Hey Pieter,
Tackling your questions in order
What do you recommend to developers that are working for fixed companies now that would like to become nomads and work remotely?
Practice communication (in English - both written and verbal) until you are excellent if you are not already. There are plenty of sites like Livemocha.com for this, and communication is one of the most important parts of working remotely. In fact, I think being responsive, clear, and communicative as a remote developer is almost as important as your technical skill. Get used to over-communicating and chatting to people online and constantly being available even if you aren’t sitting at your computer doing heads down work. It goes a long way with clients. Leaving Skype on all the time and replying to emails at odd hours (even if you’re on a train, standing in line for an event, etc.) takes some getting used to. You don’t always need to be working, but you need to be responsive even if it’s just to say, “Hey I’m grabbing some food real quick, but I got your email, and I’ll push in a few minutes when I get back."
What skills should they focus on to get hired remotely (e.g. at Toptal), are those skills any different from general developer skills? If so, in what way?

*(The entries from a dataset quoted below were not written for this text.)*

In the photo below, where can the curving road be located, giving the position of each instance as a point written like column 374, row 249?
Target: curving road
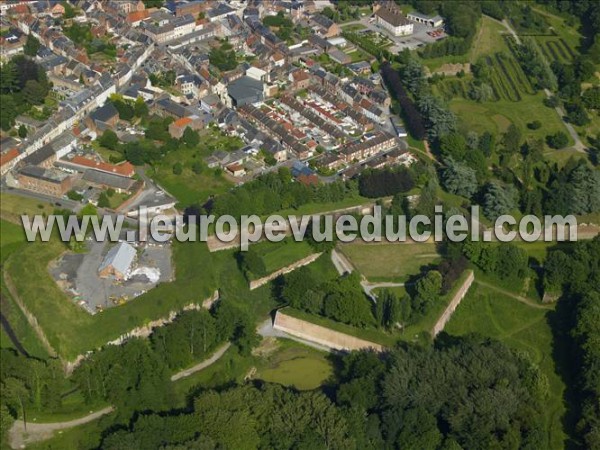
column 19, row 437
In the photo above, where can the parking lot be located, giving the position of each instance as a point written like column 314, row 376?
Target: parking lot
column 77, row 275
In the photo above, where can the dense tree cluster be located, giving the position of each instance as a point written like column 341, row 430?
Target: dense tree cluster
column 459, row 179
column 505, row 261
column 244, row 418
column 136, row 375
column 414, row 120
column 23, row 84
column 434, row 114
column 276, row 191
column 27, row 384
column 466, row 393
column 381, row 183
column 223, row 57
column 340, row 299
column 574, row 274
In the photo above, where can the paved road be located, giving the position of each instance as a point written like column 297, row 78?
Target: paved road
column 204, row 364
column 579, row 146
column 19, row 437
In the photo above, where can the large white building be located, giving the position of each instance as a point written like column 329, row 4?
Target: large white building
column 390, row 17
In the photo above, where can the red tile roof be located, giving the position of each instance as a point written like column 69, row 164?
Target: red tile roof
column 184, row 121
column 124, row 169
column 136, row 16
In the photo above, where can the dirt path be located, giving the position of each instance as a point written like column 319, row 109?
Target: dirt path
column 19, row 437
column 203, row 365
column 341, row 263
column 520, row 298
column 369, row 287
column 12, row 336
column 30, row 317
column 265, row 329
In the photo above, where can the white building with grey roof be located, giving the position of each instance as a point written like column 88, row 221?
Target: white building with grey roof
column 118, row 261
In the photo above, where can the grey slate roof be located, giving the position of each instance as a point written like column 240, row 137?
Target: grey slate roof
column 120, row 257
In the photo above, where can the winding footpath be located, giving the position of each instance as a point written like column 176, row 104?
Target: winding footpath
column 579, row 146
column 204, row 364
column 19, row 437
column 525, row 300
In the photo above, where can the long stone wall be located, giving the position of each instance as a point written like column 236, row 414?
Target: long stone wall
column 460, row 294
column 146, row 330
column 287, row 269
column 215, row 245
column 321, row 335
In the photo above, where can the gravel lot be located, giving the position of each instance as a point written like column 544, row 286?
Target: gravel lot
column 77, row 275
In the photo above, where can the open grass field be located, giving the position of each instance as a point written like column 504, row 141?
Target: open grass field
column 555, row 48
column 390, row 262
column 523, row 328
column 496, row 117
column 317, row 208
column 11, row 241
column 566, row 32
column 296, row 365
column 188, row 188
column 71, row 331
column 281, row 254
column 379, row 336
column 420, row 330
column 83, row 436
column 488, row 40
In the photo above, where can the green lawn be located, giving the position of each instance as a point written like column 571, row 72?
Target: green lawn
column 13, row 206
column 523, row 328
column 496, row 116
column 189, row 187
column 82, row 437
column 277, row 255
column 317, row 208
column 72, row 331
column 488, row 40
column 296, row 365
column 389, row 262
column 375, row 335
column 567, row 32
column 11, row 241
column 421, row 330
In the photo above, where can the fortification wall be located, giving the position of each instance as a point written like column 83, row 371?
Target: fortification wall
column 321, row 335
column 460, row 294
column 287, row 269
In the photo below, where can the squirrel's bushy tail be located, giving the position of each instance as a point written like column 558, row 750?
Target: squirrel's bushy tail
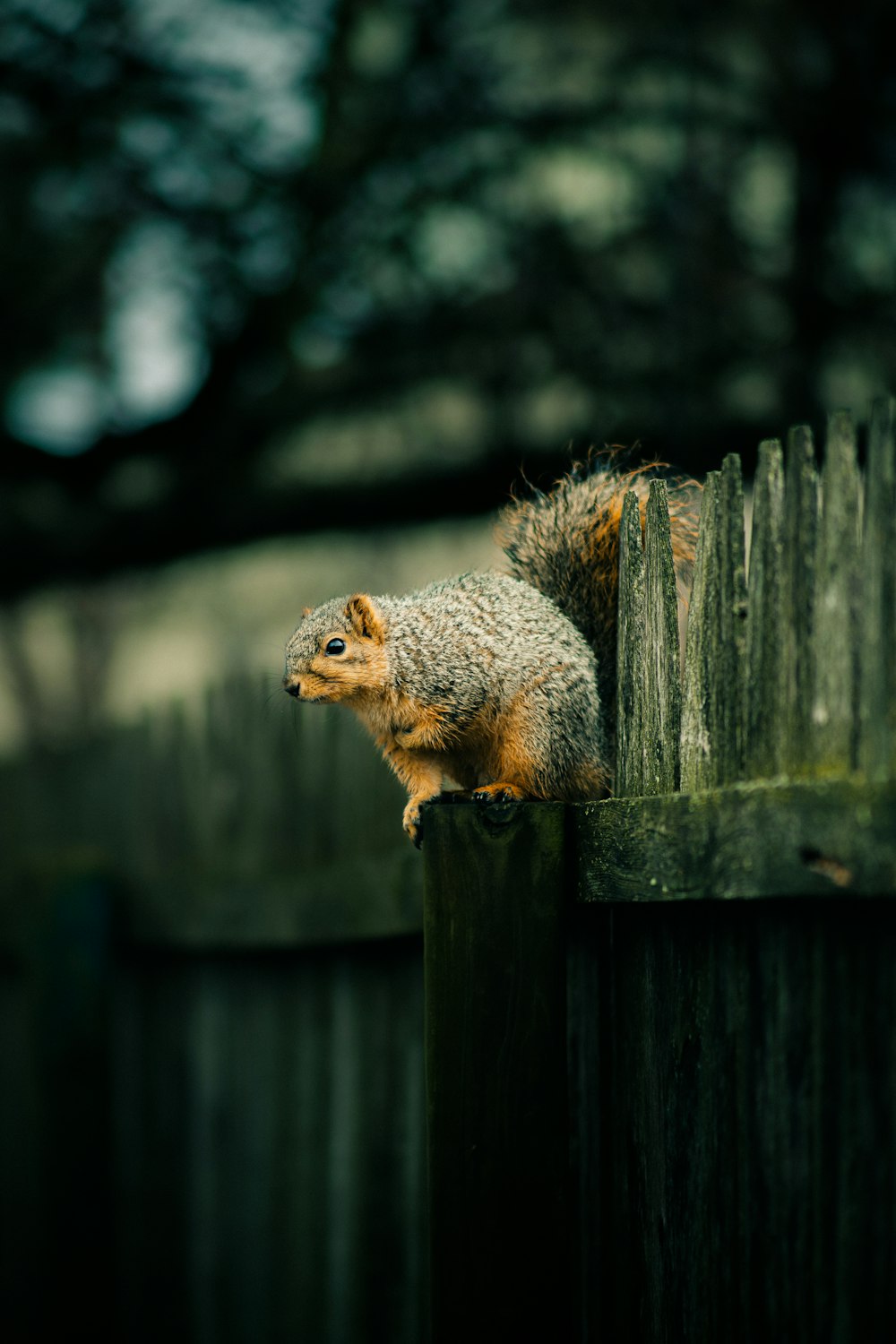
column 565, row 543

Again, proactive communication and responsiveness. At Toptal, we’re almost all engineers, and we look for great problem solvers with personality and drive. To us, that’s the very definition of an engineer. But when it comes to who really kills it at our company, it’s the tremendous problem solvers who are proactive and communicative. When you’re remote, clear expectations and communication are lifeblood.
Imagine two different developers:
Person A is smart, sociable, and you always know what she’s working on. In fact, because you guys communicate so well, you could be in two separate rooms yet have the same answers to questions like: 1) What are you working on now and why? 2) What were you working on yesterday and why? 3) What will you be working on tomorrow and why?
Person B is also smart and friendly enough, but you don’t always get the updates you’d expect, and maybe days go by where you only vaguely know what she’s working on (“refactoring…” or “back-end work mostly…” etc.). Eventually cycle times are extended due to communication delays, and problems that could have been resolved in a few seconds get incorporated into code and product simply because you weren’t asked about them when they arose.
Who are you going to hire again? Who are you going to tell your friends they should hire?
Toptal started 5 years ago, back then remote work was even less fashionable than it is now (getting slowly fashionable recently stuck_out_tongue), what made you and Taso decide to run the company remotely AND focus so much on getting the developers you hire/place to do the same? Why?
Pasting an excerpt from an article I wrote the other day
We could have gone to San Francisco, set up shop, raised many rounds, and pursued Toptal in the typical Valley way. But of course when Taso and I started all this, I was still in class, and everything had to happen virtually. Taso didn’t live in Princeton, and I didn’t have time to commute to NYC or SF for meetings every day. So, using Skype as our office, we said from day one we would be distributed (meaning we would be working from anywhere but a central office), and we proceeded to “meet” people and companies all over the world using our computers. And instead of having two or three in-person meetings a day, we could do ten or twenty virtually with people who were located anywhere. We didn’t lose any time for commutes, and we avoided all of the costs associated with them. No one stared at clocks, and no one wore a suit.
While working like this, we realized that we didn’t need to physically be in Silicon Valley for Toptal to take off, and this opened up a world of possibilities—literally. Taso and I are adventurous people, so we began talking about cool places we could go that were also economically strategic so we could reinvest as much as possible back into growing the business and skip funding rounds in the meantime. We quickly set our sights on Budapest, as one does. It was significantly cheaper than San Francisco, and, to us, it was significantly more fun.
As we grew in Budapest, we further embraced the freedom of not having a physical office. We traveled to dozens of nearby countries and met hundreds of incredible people—from Topcoders to Prime Ministers to CERN researchers to infamous hackers—often in the places we’d least expect. Soon our core team members were operating from Russia, Brazil, and Argentina, and with our team’s coverage map widening every day, Toptal began to grow organically in that same way. We were able to practice what we preached—working remotely—and because we were entirely distributed and that was never a question, we figured out how to have our cake and eat it too. We had the freedom to hire talent wherever we went and build local Toptal communities in every country we visited.
And the question I always ask…Is this the future?
Of course. Staring at a clock in an office sucks, and as Tom Preston-Werner (CEO of GitHub) said, “If you do not have a distributed team you are, by definition, not working with the most talented people.”